第147話
「揺られてるだけってのも楽しいね」
「……」コク
2人用浮き輪のそれぞれの穴にお尻を入れて、僕とイヴは緩やかな波に揺られていた。潮風が心地よく、完璧なお昼寝スポットだと思える。
―――――まあ、ここが岸から遠く離れた場所じゃなければの話だけどね。
「いつの間にこんなところに来てたんだろ」
「……?」
「イヴも寝てたから分からないよね」
僕たちはうたた寝をしている間に、気がつけば流されてこんなところまで来ていたのだ。
こちらからなら場所がわかるから見えるが、まさか海にいるとは思っていない彼女らには、2つ分の浮き輪と言えど肉眼では見つけられないだろう。
「帰る方法がないよね」
「……」コク
僕1人なら、2キロくらいなら死ぬ気で泳げばたどり着けるかもしれない。ただ、イヴは絶対に無理だ。
パッと見はいつもと同じようにも見えるけれど、時々白目を向いてるし。彼女は怖さで気絶寸前なのだ。
「少しでも岸に近付こう」
「……」
フラフラしているイヴはそのままに、僕は浮き輪の穴から下半身を海に沈めると、バタ足で岸に向かって進み始めた。
しかし、潮の流れに完全に逆らう形になっているのか、いくら足を動かしてもむしろ離れていっているような気がする。
「どうしよう」
「……」チーン
振り返ってみると、イヴは完全に意識を失っていた。バタ足をしたことで浮き輪が小刻みに震えたせいかもしれない。
こうなれば、自分1人で何とかするしかないらしい。僕はそう決意すると、紅葉たちに向かって大きな声を出した。
「おーい!」
それでもこちらに気づいた様子はない。普段大きな声を出さないこともあって、数回叫んだだけで喉に痛みを感じた。
他に音が出せるものなんてないし、ここからでは音に気づかせること自体が無理だろう。何か目に付くことをしなければ―――――――――。
「どうか、これで気付いて」
僕はおそるおそる浮き輪の上に立ってみる。ふたり用ということもあって、真ん中に立てばある程度安定はしてくれた。

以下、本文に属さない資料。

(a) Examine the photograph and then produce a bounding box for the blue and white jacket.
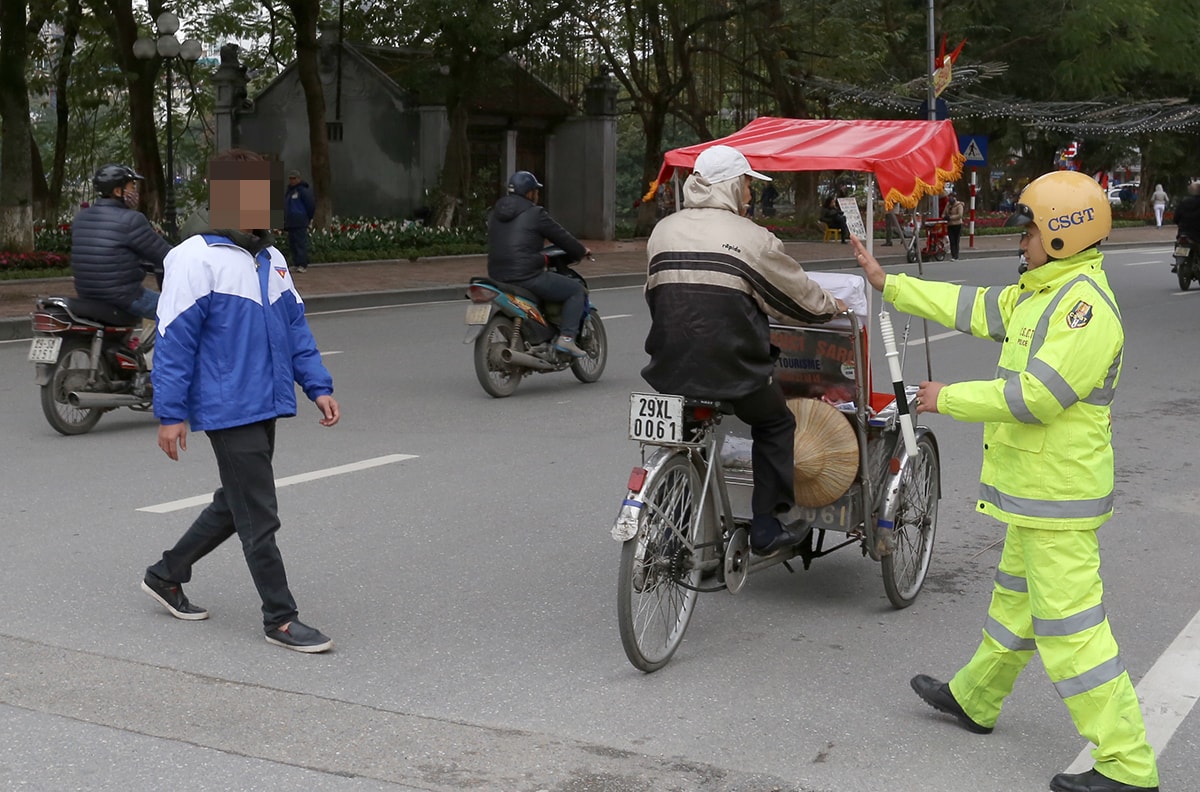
[151,234,334,431]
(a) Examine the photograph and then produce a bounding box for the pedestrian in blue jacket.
[283,170,317,272]
[142,149,341,652]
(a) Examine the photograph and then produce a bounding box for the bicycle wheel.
[880,434,941,608]
[617,454,701,673]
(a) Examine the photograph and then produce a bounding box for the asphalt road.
[0,247,1200,792]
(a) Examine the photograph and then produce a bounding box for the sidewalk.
[0,226,1175,340]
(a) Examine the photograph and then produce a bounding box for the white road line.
[908,330,964,347]
[1067,612,1200,773]
[138,454,416,515]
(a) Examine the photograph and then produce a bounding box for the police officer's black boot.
[1050,768,1158,792]
[908,673,991,734]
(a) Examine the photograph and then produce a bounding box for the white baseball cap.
[692,145,770,185]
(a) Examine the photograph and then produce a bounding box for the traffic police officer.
[854,170,1158,792]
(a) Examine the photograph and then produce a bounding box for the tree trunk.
[0,0,34,252]
[288,0,331,228]
[437,97,470,228]
[48,0,83,215]
[634,108,667,236]
[89,0,166,220]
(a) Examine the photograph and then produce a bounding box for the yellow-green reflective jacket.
[883,248,1124,529]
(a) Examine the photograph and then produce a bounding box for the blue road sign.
[959,134,988,168]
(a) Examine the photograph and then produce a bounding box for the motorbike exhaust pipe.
[500,347,554,371]
[67,390,149,409]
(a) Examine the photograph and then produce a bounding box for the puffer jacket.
[71,198,170,308]
[642,174,838,398]
[151,234,334,431]
[883,248,1124,529]
[487,196,588,283]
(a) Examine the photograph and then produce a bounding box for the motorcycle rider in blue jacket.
[71,164,170,319]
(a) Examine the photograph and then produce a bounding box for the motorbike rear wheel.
[42,341,104,436]
[475,313,524,398]
[571,308,608,383]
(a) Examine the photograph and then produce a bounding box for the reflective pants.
[950,526,1158,786]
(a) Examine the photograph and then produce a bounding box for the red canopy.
[652,116,962,208]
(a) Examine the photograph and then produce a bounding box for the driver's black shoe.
[750,517,810,556]
[1050,768,1158,792]
[142,572,209,622]
[908,673,991,734]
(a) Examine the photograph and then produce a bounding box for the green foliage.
[302,217,487,262]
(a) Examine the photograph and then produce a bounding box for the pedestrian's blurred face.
[209,160,283,232]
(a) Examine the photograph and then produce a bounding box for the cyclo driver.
[71,164,170,319]
[642,145,846,553]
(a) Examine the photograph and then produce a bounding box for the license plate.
[29,336,62,362]
[467,302,492,324]
[629,394,683,443]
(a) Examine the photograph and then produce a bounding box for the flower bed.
[0,217,487,280]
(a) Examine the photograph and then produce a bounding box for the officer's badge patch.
[1067,300,1092,329]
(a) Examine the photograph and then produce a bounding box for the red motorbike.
[29,296,156,434]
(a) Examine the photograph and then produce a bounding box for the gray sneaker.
[142,572,209,622]
[266,619,334,653]
[554,336,588,358]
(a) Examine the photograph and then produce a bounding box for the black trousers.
[146,420,296,630]
[726,382,796,517]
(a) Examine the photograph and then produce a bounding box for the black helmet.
[91,164,144,198]
[509,170,541,196]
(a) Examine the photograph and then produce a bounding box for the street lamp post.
[133,11,203,241]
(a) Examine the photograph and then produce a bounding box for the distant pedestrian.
[946,192,962,262]
[883,205,904,247]
[283,170,317,272]
[142,149,341,653]
[1150,185,1169,228]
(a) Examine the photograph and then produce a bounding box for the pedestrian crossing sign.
[959,134,988,168]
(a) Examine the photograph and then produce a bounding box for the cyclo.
[612,116,962,672]
[613,272,941,672]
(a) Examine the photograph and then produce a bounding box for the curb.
[0,241,1160,341]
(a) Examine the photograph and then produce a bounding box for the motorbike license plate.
[629,394,683,443]
[467,302,492,324]
[29,336,62,362]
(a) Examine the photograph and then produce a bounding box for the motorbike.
[463,246,608,398]
[29,296,156,434]
[1171,234,1200,292]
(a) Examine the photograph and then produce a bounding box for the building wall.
[546,115,617,239]
[239,55,617,239]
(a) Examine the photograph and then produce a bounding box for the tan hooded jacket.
[642,174,838,398]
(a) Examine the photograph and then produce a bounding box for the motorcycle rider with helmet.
[853,170,1158,792]
[1171,181,1200,272]
[487,170,592,358]
[71,164,170,319]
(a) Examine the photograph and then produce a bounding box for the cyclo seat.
[67,298,142,328]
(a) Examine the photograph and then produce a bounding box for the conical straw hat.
[787,398,858,506]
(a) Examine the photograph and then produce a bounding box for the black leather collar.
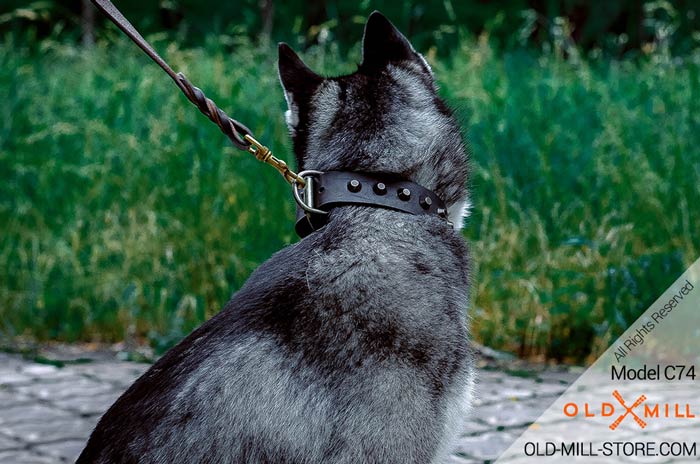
[293,171,447,238]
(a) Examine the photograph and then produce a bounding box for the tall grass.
[0,32,700,361]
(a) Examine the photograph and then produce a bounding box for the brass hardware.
[243,134,306,187]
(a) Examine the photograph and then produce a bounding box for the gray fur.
[78,13,472,464]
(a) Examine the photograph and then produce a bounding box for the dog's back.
[79,14,471,463]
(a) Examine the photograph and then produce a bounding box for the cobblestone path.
[0,353,576,464]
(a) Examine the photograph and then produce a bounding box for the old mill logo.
[564,390,695,430]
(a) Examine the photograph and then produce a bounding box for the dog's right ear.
[278,43,323,135]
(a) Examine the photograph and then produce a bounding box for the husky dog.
[78,12,472,464]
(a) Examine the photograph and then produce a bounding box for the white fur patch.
[284,90,299,135]
[447,198,472,230]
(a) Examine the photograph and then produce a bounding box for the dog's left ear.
[360,11,432,74]
[278,43,323,136]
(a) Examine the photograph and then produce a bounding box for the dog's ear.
[278,43,323,134]
[360,11,431,73]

こんなこと、イヴが起きてたら発狂してただろうし、むしろ気絶してくれて助かったね。
「おーい!」
無理とわかっていても、手を振りながら喉にムチを打って声も出す。今の僕の心情は、それほど危機迫っているのだ。
それはもう、3回まわってワンといえば助けてやると言われれば、サービスで10回まわるほどに。ワンも4、5回までなら言える。
「――――――っ!」
そんな気持ちが届いたのかも知れない。海岸にいたノエルが慌てたように紅葉たちを呼ぶと、こちらに向かって指を差したのだ。
これで助かる。一瞬そう安心したものの、よろよろと腰を下ろしてから考えてみれば、あのビーチには大人がいない。
もっと言えば近くに消防署もないし、プライベートビーチだから監視員すら居ない。
要するに、場所がわかったところですぐに助けに来れる人が誰もいないのだ。
のんびりしていれば浮き輪はさらに流され、紅葉たちも見失いかねない。
「イヴ、起きたら無人島かもしれないよ」
「……」チーン
今の僕には、ピクリとも動かないイヴの海に浸った髪をまとめ、浮き輪の上へと上げてあげることしか出来なかった。